Parceria reafirma o papel da escola na rede de enfrentamento à violência e proteção às mulheres
A aposentada * Maria José, 86 anos, sofreu violência doméstica em boa parte dos 63 anos em que esteve casada. “Tive oito filhos, a separação não era uma opção, na minha época. Mesmo apanhando, suportei até o fim”, resigna-se Casos como o da aposentada não são incomuns e têm impactado dolorosamente a história de vida de milhões de mulheres. Para refletir sobre esse fenômeno, a Subsecretaria de Formação Continuada dos Profissionais da Educação promove a 7ª edição do curso Maria da Penha vai à Escola.
Na tarde desta quinta-feira, 25/4, o palestrante foi o juiz Ben-Hur Viza, um dos coordenadores do Núcleo Permanente Judiciário de Solução de Conflitos e Cidadania da Mulher em Situação de Violência Doméstica e Familiar do DF (NJM/TJDFT). Viza apresentou o tema Ciclo de Violência e foi enfático ao afirmar que as mulheres têm sido assassinadas por uma questão de gênero.
A iniciativa conta com a participação de professores, gestores, monitores e membros da rede de proteção. “O objetivo é oportunizar a formação de profissionais da educação para o trabalho de esclarecimento da comunidade escolar quanto aos direitos das mulheres em situação de violência, sobretudo os trazidos pela Lei Maria da Penha”, explicou Elizabeth Moura, uma das coordenadoras do curso.
A formação é realizada em cinco encontros, onde a legislação é contextualizada, inclusive as medidas protetivas de urgência. São também identificadas as redes para a proteção das mulheres no DF e, principalmente, o papel da escola no atendimento inicial aos casos de violência e como um dos componentes da rede proteção às mulheres.
João Marcelo Nunes, professor da Escola de Música de Brasília (EMB) e participante do curso, elogiou a iniciativa. “Se não nos atualizamos, nosso conhecimento é deficitário, principalmente em uma sociedade como a nossa: machista e patriarcal”, ponderou.
Legislação
A Lei n. 11.340/2006 é reconhecida como um dos maiores avanços no combate à violência doméstica e familiar contra mulheres. Popularmente conhecida como Lei Maria da Penha, faz referência à farmacêutica brasileira, que sobreviveu a duas tentativas de homicídio pelo ex-marido, o que a tornou paraplégica.
De acordo com o professor Lucas Amaral, do Centro Universitário de Brasília (UniCeub), que coordena o Ciclo de Debates Gênero, Violências e Masculinidades, “o papel do curso ou de todo e qualquer processo educativo é central na construção da equidade de gênero”. Para Amaral, uma educação de qualidade precisa discutir os estereótipos, que são construídos historicamente e baseados em relações de poder.

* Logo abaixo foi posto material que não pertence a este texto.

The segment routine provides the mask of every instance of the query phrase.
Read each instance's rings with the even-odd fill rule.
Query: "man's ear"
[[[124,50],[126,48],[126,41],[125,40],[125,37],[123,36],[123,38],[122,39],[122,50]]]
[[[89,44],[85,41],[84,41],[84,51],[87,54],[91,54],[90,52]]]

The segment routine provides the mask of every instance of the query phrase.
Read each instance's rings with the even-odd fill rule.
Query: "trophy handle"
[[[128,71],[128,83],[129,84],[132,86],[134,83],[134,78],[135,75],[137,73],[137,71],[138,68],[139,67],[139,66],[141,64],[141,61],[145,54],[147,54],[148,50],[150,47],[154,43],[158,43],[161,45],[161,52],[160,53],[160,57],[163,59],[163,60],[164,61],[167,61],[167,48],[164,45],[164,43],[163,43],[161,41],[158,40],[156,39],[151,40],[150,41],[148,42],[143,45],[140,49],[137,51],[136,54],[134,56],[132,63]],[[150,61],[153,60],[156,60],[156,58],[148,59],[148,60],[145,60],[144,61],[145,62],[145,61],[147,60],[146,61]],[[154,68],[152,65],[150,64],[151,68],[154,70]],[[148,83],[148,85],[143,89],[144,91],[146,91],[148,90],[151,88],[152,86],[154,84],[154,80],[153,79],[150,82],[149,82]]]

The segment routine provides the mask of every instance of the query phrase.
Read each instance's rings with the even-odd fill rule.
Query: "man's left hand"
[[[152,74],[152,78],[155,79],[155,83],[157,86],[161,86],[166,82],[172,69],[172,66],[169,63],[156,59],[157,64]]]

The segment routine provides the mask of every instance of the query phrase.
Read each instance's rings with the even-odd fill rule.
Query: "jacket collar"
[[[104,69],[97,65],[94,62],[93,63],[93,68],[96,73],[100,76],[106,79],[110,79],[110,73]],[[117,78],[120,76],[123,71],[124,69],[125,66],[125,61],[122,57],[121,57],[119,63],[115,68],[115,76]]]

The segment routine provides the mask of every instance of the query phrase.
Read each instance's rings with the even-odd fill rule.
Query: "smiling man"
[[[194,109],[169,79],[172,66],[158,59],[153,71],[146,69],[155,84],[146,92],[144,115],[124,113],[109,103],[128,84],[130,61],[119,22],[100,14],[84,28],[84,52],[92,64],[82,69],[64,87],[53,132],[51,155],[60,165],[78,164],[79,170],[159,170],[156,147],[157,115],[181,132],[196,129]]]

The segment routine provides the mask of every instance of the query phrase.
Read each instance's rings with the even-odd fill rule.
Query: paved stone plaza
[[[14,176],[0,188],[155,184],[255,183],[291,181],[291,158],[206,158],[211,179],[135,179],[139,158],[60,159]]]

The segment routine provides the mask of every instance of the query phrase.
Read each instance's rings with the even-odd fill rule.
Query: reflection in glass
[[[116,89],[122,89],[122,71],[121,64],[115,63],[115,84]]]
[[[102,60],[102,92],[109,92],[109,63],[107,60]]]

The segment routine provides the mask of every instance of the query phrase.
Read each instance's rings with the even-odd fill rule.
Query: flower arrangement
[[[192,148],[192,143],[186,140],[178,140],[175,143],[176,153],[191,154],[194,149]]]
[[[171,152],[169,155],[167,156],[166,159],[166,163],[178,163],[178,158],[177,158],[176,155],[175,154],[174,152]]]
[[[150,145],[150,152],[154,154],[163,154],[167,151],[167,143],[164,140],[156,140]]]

O trabalho de desconstrução e ressignificação por meio de vivências, rodas de conversas, debates “possibilita que homens e mulheres possam internalizar a ideia de que não precisam atuar no mundo, a partir dos referenciais hegemônicos. A violência como uma linguagem que é quase acoplada à identidade masculina deve ser ressignificada”, defende o professor universitário.
O papel da educação na mudança de perspectiva das mulheres, quanto ao silêncio em relação à violência, tem se manifestado cada vez mais. A filha de * Maria José, por exemplo, deu um basta no relacionamento abusivo com o companheiro. “Ela também foi agredida, mas voltou a estudar e se separou. Depois até casou de novo. Os tempos mudaram”, declarou a mãe com orgulho.